With chefs bringing back the nose to tail approach when it comes to meat, the food revolution has been brewing for a while. This too, isn’t something new, as humans have been doing it for years before things like prime cuts and the coveted hanger steak became ways to mint money. With just a possible maximum of 1.5 lbs of hanger steak per steer possible, it makes no sense to base entire menus on it. The same is true when it comes to many fruits and vegetables; the possibilities of utilising the scraps that end up in the landfill nearest you are like the landfills themselves – endless!
If the idea of eating waste seems unappealing, let’s start with taking that word off the table. Much of what we throw away is, in fact, not waste at all. All it takes is a bit of awareness, an open mind and passion in the kitchen. Even things not classified as food can be delectable if treated right, take dandelions for example, every part of this plant is edible – root to flowers, raw or cooked. From making wine, salads, and frying the entire flowers, this weed is legal. And delicious. With a slightly bitter flavour reminiscent of radicchio or endive, it is low in calories and so good for you. Most likely, a delicious addition to your cooking repertoire lurks in your garden right now!
There is probably already a world of possibility in your refrigerator, especially if you shop at the farmer’s market where they retain the leaves, stalks and roots of the produce. Go have a look in your fridge, have broccoli in there? Next time, save what you usually throw, peel the outer layer of the stalk, slice it up and take a bite. What you’ll find is a nutritious crunchy snack without the need for a dip even. Alternately you can add the sliced stalk, along with the leaves to your stir fry. The leaves can be treated the same way as kale, crisp them up in the oven, and you have a snack from what would have ended up of no use to anyone.
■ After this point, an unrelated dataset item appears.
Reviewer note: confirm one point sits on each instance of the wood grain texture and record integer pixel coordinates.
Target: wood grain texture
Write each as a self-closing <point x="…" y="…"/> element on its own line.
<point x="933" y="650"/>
Most root vegetables, such as carrots, beets and radishes have green tops beckoning you from their roost at the market, yet they’re promptly snapped off and thrown into the compost heap once you get home. These greens are delicious additions to salads and pastas, and can even be used to make pesto. The thing to keep in mind is flavour, for example, turnip greens are probably best cooked, while you can munch on raw beet greens in a salad as you do some deep thinking.
With so many cooks and chefs embracing vegetables and fruits in their entirety, inspiration is just a click away. Onion skins can be used for colour and flavour in stocks. Speaking of stock, it is the best way to get the maximum out of your meat and veggies in one go. Bung in the bones collected from a few sunday roasts (they can be frozen until you have enough), add in peels from vegetables, add roots of herbs, basically almost everything you’d have swept off the kitchen counter. Then just add water, as they say. What you have is a massive punch of flavour, any day of the week. A top tip is to freeze stock in ice cube trays to allow a meal for one to be as easy and accessible as it should be. Cook your quinoa in it, add a cube to a quick stir fry, be creative.
There are even options which may seem outrageous at the outset, such as egg shells. With a good scrub, crushed and baked in the oven, they can be your next source of calcium. Don’t worry though if it sounds unpalatable at this point, as with everything, it’s best to start somewhere. Try the broccoli stalks. The choices are astoundingly vast, all it takes is a healthy bit of research and you could be well on the way to eating much better for half the price!